Teacher of the month
Special ed teacher works to keep students in regular classrooms
Staff writer
Hillsboro High School special education teacher Charla Heddin works each day to reduce the amount of time students spend with her.
It isn’t that she doesn’t like her students, but it is preferable for students to spend as much time in a regular classroom as possible, she said. The ultimate goal is to help students transition out of special education entirely.
“It’s huge to be in a regular classroom,” HHS Principal Max Heinrichs said.
He said Heddin is a good teacher. However, she can’t specialize as much as regular classroom teachers. A math teacher can focus on math, and an English teacher can focus on English, but special education teachers have to have a broad enough skill set to teach math, English, and other subjects, he said.
“We help students with all of the subjects in the core curriculum,” Heddin said.

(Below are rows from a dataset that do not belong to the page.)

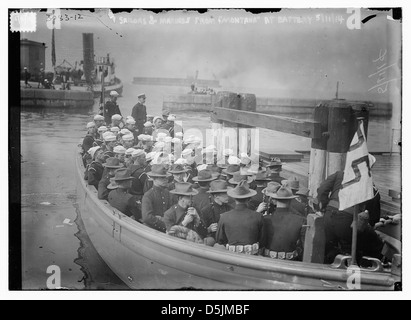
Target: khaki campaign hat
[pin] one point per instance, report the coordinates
(113, 163)
(292, 184)
(122, 175)
(241, 191)
(177, 169)
(218, 186)
(184, 189)
(238, 177)
(158, 171)
(205, 176)
(271, 189)
(284, 193)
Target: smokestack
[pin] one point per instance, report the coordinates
(88, 55)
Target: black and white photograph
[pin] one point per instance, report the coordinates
(201, 149)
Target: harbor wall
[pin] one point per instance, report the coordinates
(278, 106)
(56, 98)
(176, 82)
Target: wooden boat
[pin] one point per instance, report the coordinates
(147, 259)
(48, 98)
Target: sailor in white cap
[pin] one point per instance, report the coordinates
(98, 120)
(173, 127)
(139, 113)
(124, 132)
(89, 139)
(110, 141)
(128, 141)
(95, 169)
(117, 121)
(128, 157)
(101, 130)
(115, 131)
(120, 153)
(138, 170)
(111, 107)
(131, 126)
(145, 143)
(148, 128)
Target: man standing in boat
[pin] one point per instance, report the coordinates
(219, 204)
(139, 113)
(111, 107)
(241, 230)
(283, 230)
(157, 200)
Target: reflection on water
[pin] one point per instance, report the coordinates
(49, 139)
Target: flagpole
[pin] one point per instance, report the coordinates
(354, 237)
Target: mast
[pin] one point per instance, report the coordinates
(53, 48)
(88, 56)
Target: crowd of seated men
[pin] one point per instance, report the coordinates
(236, 203)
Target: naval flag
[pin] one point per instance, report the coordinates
(357, 185)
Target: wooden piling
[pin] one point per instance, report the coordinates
(318, 156)
(314, 244)
(342, 124)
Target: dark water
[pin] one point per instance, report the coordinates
(49, 141)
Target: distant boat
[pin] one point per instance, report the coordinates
(181, 82)
(144, 258)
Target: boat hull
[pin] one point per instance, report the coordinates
(116, 87)
(147, 259)
(47, 98)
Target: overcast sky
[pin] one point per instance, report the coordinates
(286, 56)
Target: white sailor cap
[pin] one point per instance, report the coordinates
(116, 117)
(92, 151)
(138, 153)
(233, 160)
(159, 145)
(190, 140)
(209, 149)
(91, 125)
(98, 117)
(161, 136)
(187, 152)
(125, 131)
(372, 160)
(156, 118)
(171, 117)
(144, 137)
(150, 156)
(119, 149)
(130, 151)
(245, 159)
(181, 161)
(202, 167)
(128, 137)
(109, 136)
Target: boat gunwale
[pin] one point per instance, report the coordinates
(291, 268)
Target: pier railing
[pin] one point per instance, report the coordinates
(331, 131)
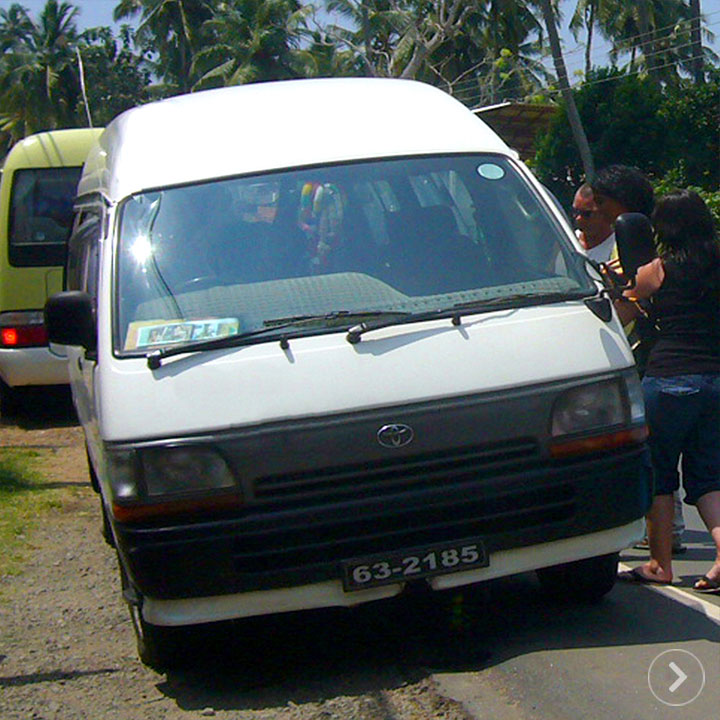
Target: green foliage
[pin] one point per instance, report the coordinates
(115, 77)
(23, 499)
(628, 119)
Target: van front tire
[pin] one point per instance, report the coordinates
(160, 648)
(583, 581)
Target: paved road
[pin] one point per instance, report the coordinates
(624, 658)
(503, 650)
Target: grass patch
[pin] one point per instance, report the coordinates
(25, 499)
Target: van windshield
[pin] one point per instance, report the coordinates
(391, 236)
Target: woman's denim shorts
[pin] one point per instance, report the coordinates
(683, 413)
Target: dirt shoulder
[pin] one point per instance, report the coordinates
(67, 649)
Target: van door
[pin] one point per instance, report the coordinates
(82, 274)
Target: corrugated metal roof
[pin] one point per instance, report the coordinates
(518, 124)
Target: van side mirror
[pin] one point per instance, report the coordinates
(70, 320)
(636, 247)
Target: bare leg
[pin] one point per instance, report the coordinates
(709, 507)
(659, 525)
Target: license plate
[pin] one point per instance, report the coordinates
(389, 568)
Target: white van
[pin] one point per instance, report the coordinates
(330, 338)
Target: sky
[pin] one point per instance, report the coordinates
(99, 12)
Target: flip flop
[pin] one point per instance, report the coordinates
(712, 587)
(635, 576)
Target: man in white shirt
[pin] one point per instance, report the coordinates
(594, 230)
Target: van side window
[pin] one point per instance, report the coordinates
(41, 214)
(83, 254)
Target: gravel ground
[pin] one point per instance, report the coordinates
(67, 649)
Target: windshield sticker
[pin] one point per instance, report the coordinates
(491, 171)
(154, 333)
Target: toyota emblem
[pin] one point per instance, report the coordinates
(395, 435)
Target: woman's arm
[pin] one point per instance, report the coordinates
(648, 280)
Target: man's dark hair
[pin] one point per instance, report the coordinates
(627, 185)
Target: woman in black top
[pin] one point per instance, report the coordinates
(682, 380)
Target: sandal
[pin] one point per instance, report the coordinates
(707, 585)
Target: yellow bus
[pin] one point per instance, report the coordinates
(37, 190)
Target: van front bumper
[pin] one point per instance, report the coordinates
(32, 366)
(193, 611)
(551, 513)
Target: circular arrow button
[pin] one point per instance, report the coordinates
(676, 677)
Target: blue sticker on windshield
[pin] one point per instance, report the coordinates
(153, 333)
(491, 171)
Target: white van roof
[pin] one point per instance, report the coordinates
(269, 126)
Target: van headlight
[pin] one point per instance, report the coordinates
(589, 407)
(597, 416)
(163, 480)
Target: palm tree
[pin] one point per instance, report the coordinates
(698, 69)
(38, 79)
(15, 27)
(253, 40)
(576, 126)
(649, 31)
(170, 30)
(397, 38)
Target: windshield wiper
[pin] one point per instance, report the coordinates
(155, 358)
(457, 310)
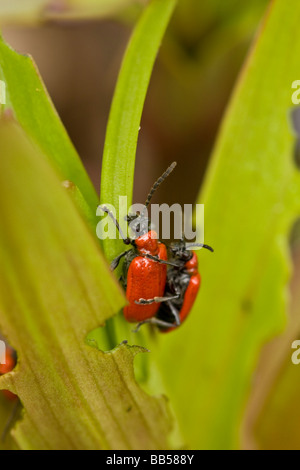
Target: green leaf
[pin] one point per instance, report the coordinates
(251, 196)
(55, 289)
(27, 97)
(126, 110)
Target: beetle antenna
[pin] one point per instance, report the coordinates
(127, 241)
(190, 245)
(158, 182)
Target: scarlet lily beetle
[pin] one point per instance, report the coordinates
(145, 264)
(11, 360)
(182, 286)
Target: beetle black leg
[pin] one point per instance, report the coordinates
(155, 300)
(115, 262)
(175, 313)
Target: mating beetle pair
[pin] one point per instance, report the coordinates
(157, 295)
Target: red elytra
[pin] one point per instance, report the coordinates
(8, 367)
(146, 278)
(145, 264)
(191, 267)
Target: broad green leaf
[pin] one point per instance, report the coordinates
(55, 289)
(126, 110)
(27, 97)
(251, 196)
(30, 12)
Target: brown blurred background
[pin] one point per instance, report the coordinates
(198, 64)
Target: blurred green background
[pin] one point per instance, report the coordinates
(199, 62)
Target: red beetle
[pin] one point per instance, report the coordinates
(145, 264)
(11, 360)
(182, 286)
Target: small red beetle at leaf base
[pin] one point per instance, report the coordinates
(145, 264)
(11, 360)
(182, 286)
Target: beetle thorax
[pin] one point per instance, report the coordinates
(148, 243)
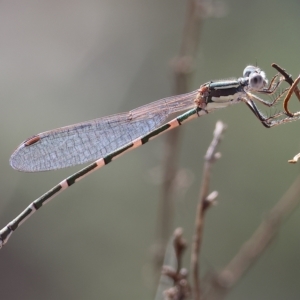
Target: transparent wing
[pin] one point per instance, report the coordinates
(91, 140)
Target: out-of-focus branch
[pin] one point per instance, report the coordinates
(180, 289)
(205, 201)
(182, 67)
(219, 285)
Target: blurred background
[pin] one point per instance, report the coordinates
(66, 61)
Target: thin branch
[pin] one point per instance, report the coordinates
(288, 78)
(205, 201)
(220, 284)
(182, 73)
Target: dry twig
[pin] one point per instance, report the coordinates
(205, 201)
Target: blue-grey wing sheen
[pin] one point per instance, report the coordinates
(91, 140)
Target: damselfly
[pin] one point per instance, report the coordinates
(106, 138)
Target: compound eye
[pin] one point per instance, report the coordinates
(248, 70)
(256, 81)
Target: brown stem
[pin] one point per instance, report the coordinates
(204, 202)
(182, 74)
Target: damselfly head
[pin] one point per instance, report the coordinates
(257, 77)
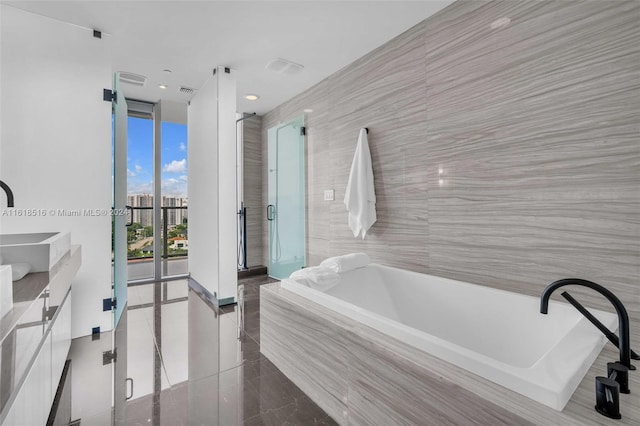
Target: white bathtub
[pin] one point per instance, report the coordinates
(498, 335)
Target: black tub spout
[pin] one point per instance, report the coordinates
(9, 193)
(623, 317)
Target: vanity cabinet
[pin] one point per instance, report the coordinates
(36, 338)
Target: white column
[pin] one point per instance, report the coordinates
(212, 186)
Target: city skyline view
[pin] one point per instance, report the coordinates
(140, 158)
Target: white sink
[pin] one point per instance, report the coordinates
(6, 290)
(40, 250)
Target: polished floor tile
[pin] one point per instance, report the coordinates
(192, 363)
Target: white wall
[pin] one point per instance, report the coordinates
(55, 144)
(212, 186)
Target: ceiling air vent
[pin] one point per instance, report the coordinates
(283, 66)
(131, 78)
(186, 90)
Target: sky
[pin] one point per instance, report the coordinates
(140, 158)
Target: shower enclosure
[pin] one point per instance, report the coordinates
(286, 208)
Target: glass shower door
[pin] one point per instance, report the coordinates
(286, 209)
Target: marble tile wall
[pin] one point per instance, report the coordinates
(534, 126)
(389, 382)
(252, 187)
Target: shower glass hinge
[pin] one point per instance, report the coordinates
(109, 95)
(109, 356)
(109, 304)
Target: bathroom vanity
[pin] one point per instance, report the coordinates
(35, 336)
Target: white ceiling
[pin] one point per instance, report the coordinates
(192, 37)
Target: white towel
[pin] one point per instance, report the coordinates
(346, 263)
(360, 196)
(317, 277)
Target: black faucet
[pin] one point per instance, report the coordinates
(9, 193)
(623, 317)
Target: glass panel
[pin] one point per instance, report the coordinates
(286, 209)
(119, 201)
(120, 112)
(140, 197)
(175, 242)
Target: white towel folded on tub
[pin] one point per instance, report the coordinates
(317, 277)
(347, 262)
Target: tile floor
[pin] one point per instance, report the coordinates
(191, 364)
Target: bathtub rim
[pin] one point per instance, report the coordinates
(552, 393)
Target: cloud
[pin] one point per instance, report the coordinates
(174, 187)
(140, 188)
(176, 166)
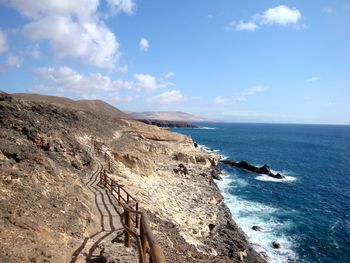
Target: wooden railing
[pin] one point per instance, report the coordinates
(134, 221)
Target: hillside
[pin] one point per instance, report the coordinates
(167, 116)
(94, 106)
(49, 211)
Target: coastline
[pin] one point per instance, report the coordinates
(189, 216)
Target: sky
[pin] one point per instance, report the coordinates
(235, 61)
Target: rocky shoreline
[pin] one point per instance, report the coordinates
(46, 205)
(168, 124)
(190, 218)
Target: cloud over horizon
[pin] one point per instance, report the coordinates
(279, 15)
(242, 96)
(168, 97)
(90, 40)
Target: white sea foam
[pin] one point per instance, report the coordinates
(207, 149)
(247, 214)
(207, 128)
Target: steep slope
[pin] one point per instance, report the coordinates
(94, 106)
(167, 116)
(47, 208)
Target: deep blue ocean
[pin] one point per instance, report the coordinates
(308, 212)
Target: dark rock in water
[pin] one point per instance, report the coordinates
(211, 227)
(265, 169)
(277, 175)
(215, 173)
(256, 228)
(276, 245)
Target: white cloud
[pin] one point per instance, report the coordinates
(144, 45)
(14, 61)
(3, 44)
(73, 29)
(145, 81)
(65, 78)
(168, 97)
(170, 74)
(242, 96)
(312, 79)
(126, 6)
(328, 10)
(279, 15)
(246, 26)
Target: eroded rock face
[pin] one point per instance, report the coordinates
(142, 165)
(45, 210)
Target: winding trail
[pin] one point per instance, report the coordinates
(111, 230)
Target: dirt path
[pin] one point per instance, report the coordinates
(110, 237)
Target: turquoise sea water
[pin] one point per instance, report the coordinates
(309, 211)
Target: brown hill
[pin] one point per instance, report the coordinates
(168, 116)
(94, 106)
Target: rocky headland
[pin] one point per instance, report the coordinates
(265, 169)
(47, 209)
(168, 124)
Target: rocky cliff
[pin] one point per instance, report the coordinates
(46, 210)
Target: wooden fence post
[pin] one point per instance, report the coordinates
(143, 240)
(127, 223)
(137, 215)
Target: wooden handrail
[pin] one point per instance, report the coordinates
(146, 243)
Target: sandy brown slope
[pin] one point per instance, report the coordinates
(167, 116)
(94, 106)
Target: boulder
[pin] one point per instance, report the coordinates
(181, 157)
(276, 245)
(215, 173)
(183, 169)
(265, 169)
(256, 228)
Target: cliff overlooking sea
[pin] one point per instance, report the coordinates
(47, 202)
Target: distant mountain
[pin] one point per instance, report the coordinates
(168, 116)
(94, 106)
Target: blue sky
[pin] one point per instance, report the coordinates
(244, 61)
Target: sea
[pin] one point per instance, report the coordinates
(307, 212)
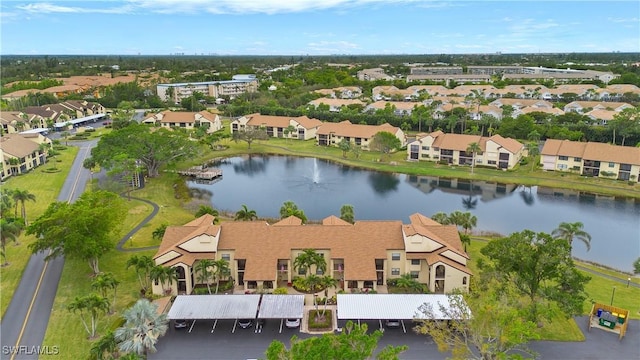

Each year, HHS transitions two to four students out of special education, Heddin said. Most are juniors and seniors.
Special education includes teaching skills and strategies that students can use to succeed in regular classes, such as good study habits. Heddin compared the difficulties a student might face without such tools to a physically handicapped student in physical education.
“If you had a student with no arms and no legs and asked them to climb a rope, it would be pretty difficult for them,” she said.
Nonetheless, special education students can go on to succeed in academic pursuits.
“Some of our greatest minds have been students who in their childhood were labeled special education students,” Heddin said.
Famed physicist Albert Einstein struggled in school, she said.
“He was misunderstood by his teachers because they didn’t understand the way he thought,” she added.
Heddin works to promote understanding as a two-way street. She wants to help students understand their teachers and teachers understand their students.
Her mother, Margo Busher of Larned, was her inspiration to become a special education teacher.
“My mom was a special education teacher for 30 years, so I followed in her footsteps,” Heddin said.
Heddin is in her third year of teaching at HHS, and her 12th year teaching overall. She earned bachelor’s degrees in psychology and special education and a master’s degree in emotional disturbance and behavior disorders from Emporia State University and a master’s degree in building administration from Pittsburg State University.
She and her husband, Dan, of rural Hesston, have three children: a son, Max; and two daughters, Veronica and Ruth. They are also in the process of adopting.